The new student publication policies, approved by the Fort Smith School Board in May and added to the student handbook in July, state all publications supported financially by the school or published in conjunction with a class are considered school-sponsored publications and as such “do not provide a forum for public expression.”

However, Act 912, enacted into law earlier this year, changed state law to ensure that “students may exercise their right of expression guaranteed by the First Amendment to the Constitution of the United States.” Also, both the old state law and Act 912 state that school media policies should be “developed in conjunction with the student media advisors and the appropriate school administrators,” said Ashley Wimberley, Arkansas Press Association executive director.

In August, district employees and administration met to rewrite the policy and bring it into compliance with state law. Ney presented two versions of a policy to the group for discussion in August. Susan Colyer, Southside High School journalism teacher, voiced concerns about a sentence found in the both versions: “Student Media, as well as the content of student expression in school-sponsored activities, shall be subject to the editorial review of the District’s administration, whose actions shall be reasonably related to legitimate pedagogical concerns and adhere to the following limitations …”
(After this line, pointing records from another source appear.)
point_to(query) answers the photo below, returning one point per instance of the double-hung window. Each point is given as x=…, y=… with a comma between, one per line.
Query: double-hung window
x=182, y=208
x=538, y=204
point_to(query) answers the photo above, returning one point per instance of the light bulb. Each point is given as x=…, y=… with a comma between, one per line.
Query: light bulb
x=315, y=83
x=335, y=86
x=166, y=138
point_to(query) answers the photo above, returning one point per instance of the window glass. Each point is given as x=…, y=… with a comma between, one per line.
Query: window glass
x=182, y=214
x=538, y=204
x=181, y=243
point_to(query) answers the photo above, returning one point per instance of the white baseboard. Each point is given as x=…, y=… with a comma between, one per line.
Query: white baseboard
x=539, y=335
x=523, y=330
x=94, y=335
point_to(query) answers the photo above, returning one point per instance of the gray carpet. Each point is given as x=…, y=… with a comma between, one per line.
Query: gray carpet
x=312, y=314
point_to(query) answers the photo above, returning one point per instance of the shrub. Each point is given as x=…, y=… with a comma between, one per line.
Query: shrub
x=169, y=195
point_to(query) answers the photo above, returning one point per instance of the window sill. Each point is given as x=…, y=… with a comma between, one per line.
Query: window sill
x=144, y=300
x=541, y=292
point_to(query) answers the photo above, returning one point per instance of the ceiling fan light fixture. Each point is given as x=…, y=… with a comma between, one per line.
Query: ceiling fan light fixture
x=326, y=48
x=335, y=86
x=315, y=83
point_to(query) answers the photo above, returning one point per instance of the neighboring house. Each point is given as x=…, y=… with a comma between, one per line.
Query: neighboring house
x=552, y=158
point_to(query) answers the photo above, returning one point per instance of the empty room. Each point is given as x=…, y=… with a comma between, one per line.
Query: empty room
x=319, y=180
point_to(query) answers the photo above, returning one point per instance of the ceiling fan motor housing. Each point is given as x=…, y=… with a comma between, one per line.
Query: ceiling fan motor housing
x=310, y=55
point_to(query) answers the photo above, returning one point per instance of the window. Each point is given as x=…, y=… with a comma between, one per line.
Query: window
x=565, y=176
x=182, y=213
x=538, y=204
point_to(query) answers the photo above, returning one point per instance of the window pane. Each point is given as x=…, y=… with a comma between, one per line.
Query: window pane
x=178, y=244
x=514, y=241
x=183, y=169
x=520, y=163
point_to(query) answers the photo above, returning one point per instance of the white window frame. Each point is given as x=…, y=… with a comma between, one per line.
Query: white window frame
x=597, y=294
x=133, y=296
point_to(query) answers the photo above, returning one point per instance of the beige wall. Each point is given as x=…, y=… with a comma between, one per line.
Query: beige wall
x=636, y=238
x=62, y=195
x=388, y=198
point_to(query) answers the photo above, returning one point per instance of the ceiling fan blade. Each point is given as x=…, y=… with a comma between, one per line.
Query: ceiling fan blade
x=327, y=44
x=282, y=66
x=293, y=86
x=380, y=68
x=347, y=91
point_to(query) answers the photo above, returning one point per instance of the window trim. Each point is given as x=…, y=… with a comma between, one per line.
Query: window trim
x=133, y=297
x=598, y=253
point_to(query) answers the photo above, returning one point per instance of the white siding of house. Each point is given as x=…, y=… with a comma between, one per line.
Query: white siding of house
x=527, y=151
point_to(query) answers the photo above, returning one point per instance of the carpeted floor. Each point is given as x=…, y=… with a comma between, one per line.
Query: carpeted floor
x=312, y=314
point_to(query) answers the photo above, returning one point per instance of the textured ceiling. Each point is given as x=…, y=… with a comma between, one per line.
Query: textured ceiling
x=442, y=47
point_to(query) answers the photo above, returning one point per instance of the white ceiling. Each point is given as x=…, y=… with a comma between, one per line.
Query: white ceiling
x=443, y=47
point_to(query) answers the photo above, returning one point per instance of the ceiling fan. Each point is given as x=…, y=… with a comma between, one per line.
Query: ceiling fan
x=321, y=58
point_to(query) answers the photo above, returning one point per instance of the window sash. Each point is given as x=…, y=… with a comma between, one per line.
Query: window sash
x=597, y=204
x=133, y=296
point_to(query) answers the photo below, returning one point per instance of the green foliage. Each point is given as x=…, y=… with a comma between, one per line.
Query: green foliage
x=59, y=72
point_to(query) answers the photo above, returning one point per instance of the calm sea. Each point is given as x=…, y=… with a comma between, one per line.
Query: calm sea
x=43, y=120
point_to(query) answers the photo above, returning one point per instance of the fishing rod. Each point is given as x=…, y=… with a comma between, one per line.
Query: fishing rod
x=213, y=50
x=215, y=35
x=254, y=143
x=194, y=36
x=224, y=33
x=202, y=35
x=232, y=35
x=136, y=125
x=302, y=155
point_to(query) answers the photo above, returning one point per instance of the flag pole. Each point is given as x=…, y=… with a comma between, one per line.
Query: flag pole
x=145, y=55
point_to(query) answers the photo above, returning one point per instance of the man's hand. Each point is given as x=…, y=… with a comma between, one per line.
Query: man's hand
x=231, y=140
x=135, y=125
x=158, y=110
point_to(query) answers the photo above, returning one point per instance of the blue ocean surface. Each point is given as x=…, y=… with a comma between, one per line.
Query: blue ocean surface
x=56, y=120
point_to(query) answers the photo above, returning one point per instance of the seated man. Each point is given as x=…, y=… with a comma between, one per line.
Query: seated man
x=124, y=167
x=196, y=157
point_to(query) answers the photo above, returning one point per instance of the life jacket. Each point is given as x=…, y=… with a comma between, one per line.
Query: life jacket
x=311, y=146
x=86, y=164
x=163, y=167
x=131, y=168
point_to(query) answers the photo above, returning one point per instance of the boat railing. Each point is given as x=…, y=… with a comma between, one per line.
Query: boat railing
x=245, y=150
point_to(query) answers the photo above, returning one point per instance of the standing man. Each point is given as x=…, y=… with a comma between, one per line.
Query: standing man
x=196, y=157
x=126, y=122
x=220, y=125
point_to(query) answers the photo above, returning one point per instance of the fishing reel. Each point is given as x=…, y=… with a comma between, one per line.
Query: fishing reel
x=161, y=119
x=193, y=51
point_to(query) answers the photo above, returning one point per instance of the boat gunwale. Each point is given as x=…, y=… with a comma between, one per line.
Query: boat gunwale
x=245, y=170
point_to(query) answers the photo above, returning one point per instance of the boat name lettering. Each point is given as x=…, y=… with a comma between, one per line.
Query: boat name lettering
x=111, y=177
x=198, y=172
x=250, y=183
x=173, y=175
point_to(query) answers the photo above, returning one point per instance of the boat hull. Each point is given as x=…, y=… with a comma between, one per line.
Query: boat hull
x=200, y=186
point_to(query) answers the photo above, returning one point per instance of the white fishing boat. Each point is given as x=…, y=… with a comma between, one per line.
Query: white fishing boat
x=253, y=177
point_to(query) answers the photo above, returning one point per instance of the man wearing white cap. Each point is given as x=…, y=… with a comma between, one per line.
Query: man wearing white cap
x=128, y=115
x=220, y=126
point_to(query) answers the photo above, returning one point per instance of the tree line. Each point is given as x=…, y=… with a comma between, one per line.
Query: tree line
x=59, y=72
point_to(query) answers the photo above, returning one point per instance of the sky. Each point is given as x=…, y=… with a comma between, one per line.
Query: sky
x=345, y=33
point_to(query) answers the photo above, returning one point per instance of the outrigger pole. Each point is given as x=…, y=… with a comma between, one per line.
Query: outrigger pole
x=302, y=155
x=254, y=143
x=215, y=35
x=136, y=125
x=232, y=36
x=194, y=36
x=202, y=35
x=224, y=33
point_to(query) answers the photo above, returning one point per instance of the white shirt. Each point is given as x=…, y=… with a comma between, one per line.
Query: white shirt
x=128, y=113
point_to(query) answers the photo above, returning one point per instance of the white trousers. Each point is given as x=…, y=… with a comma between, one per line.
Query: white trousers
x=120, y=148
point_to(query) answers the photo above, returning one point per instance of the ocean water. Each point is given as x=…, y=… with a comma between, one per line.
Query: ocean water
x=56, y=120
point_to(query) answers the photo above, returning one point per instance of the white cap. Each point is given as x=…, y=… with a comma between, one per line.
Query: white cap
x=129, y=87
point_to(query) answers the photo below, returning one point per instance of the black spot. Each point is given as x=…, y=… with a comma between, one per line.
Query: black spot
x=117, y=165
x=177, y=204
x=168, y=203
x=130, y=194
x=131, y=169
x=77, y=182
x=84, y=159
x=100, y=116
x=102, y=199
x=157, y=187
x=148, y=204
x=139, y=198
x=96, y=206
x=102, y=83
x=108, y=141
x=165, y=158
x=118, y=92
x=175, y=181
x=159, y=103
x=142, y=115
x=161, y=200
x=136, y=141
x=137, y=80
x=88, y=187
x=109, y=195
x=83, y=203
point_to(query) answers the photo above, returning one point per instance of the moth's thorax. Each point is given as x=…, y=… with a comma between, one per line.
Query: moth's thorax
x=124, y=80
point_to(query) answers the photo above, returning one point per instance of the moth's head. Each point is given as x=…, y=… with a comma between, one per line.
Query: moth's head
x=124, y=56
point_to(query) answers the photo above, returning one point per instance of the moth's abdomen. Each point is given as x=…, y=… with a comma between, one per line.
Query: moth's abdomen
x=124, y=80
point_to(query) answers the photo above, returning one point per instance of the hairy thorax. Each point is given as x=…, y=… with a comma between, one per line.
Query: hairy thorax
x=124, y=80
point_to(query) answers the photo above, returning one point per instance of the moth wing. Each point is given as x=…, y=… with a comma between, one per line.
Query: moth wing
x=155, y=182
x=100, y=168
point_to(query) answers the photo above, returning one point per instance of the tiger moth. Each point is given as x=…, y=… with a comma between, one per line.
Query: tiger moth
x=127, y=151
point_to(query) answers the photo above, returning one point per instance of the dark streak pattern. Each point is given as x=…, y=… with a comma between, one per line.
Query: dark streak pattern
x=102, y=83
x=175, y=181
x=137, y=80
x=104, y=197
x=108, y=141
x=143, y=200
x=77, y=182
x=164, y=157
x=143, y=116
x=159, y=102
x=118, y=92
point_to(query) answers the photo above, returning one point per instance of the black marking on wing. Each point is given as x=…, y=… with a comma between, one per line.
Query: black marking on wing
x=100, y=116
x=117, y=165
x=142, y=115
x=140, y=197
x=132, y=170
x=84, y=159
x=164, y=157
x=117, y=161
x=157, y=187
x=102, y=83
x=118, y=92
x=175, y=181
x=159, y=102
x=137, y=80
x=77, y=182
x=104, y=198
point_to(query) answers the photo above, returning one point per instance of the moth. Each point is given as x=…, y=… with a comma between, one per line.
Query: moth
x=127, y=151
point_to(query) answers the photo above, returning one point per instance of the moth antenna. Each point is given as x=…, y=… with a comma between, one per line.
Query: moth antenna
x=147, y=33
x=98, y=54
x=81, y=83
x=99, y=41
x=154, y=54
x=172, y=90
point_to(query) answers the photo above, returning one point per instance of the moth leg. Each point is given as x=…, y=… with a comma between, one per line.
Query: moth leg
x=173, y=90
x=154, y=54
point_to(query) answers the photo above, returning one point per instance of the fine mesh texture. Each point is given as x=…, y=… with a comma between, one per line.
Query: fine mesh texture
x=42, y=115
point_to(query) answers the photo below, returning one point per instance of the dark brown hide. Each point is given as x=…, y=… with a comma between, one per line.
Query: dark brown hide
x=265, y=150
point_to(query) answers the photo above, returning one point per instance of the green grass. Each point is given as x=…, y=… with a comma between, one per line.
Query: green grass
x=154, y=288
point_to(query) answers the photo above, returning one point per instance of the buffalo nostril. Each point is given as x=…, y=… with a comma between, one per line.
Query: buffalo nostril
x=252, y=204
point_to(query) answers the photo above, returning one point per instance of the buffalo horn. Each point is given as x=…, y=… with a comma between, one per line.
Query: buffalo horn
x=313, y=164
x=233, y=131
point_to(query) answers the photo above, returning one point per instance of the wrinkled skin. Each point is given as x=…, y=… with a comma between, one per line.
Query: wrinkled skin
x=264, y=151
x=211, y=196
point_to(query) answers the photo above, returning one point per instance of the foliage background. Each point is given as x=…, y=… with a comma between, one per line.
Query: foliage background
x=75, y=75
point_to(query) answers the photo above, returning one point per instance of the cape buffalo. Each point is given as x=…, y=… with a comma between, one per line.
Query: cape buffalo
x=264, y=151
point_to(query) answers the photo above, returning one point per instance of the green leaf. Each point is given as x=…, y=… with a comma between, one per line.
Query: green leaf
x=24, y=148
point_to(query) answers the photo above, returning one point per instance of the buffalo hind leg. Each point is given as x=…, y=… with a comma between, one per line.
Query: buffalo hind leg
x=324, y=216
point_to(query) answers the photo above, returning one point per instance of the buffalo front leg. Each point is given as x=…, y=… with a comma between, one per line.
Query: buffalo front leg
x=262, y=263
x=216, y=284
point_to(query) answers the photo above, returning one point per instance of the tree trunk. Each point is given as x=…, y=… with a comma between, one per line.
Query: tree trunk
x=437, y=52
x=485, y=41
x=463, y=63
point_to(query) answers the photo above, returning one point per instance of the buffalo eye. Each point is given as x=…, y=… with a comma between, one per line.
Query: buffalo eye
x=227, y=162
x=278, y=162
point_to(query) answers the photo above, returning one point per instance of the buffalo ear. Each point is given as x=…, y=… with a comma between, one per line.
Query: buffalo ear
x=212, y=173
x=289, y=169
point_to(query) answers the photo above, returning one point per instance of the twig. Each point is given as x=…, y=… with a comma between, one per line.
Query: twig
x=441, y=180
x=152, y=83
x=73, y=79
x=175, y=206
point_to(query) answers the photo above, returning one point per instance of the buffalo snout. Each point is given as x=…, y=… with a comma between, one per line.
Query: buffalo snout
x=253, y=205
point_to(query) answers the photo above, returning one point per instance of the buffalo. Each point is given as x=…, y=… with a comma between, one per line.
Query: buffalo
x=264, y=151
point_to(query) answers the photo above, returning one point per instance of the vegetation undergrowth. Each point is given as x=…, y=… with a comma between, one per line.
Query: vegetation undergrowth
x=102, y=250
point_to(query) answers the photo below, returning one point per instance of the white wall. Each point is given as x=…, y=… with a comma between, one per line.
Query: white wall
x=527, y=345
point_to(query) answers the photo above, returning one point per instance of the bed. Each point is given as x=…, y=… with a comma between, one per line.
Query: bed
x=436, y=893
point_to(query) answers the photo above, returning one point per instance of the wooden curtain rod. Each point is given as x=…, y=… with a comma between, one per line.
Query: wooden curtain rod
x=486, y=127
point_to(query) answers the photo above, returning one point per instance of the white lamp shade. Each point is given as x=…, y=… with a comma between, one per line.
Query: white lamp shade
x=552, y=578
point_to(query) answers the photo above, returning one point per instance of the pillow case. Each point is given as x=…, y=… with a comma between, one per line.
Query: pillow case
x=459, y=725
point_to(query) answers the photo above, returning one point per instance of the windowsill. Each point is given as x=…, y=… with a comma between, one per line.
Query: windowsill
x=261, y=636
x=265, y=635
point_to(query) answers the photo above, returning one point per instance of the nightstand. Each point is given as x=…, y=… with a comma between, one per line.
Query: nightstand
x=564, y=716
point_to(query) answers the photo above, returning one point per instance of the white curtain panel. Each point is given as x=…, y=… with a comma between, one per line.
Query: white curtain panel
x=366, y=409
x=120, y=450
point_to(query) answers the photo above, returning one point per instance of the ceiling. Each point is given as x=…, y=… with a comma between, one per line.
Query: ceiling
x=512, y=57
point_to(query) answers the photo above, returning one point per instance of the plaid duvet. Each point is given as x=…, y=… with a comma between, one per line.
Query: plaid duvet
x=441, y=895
Colyer said the provision could lead the way to prior restraint or censorship. Concerns were also voiced that if administration decided to review all student media content prior to publication it could lead to delays and, especially in the case of school yearbooks, could lead to missed deadlines.

The new policy states that student media may be regulated to “prohibit writings which are, in the opinion of communications determined by the appropriate teacher and/or student media advisor to be ungrammatical, poorly written, inadequately researched, biased or prejudiced, vulgar or profane, or unsuitable for immature audiences.”

This version puts supervision of student media back under student media advisors and notes that “truth, fairness, accuracy, and responsibility are essential to the practice of journalism.” Wording concerning editorial control by administration was stricken from the document.

“As we have been working on changes, we have asked the community to be patient with us,” Brubaker said. “I think we have achieved a real milestone here.”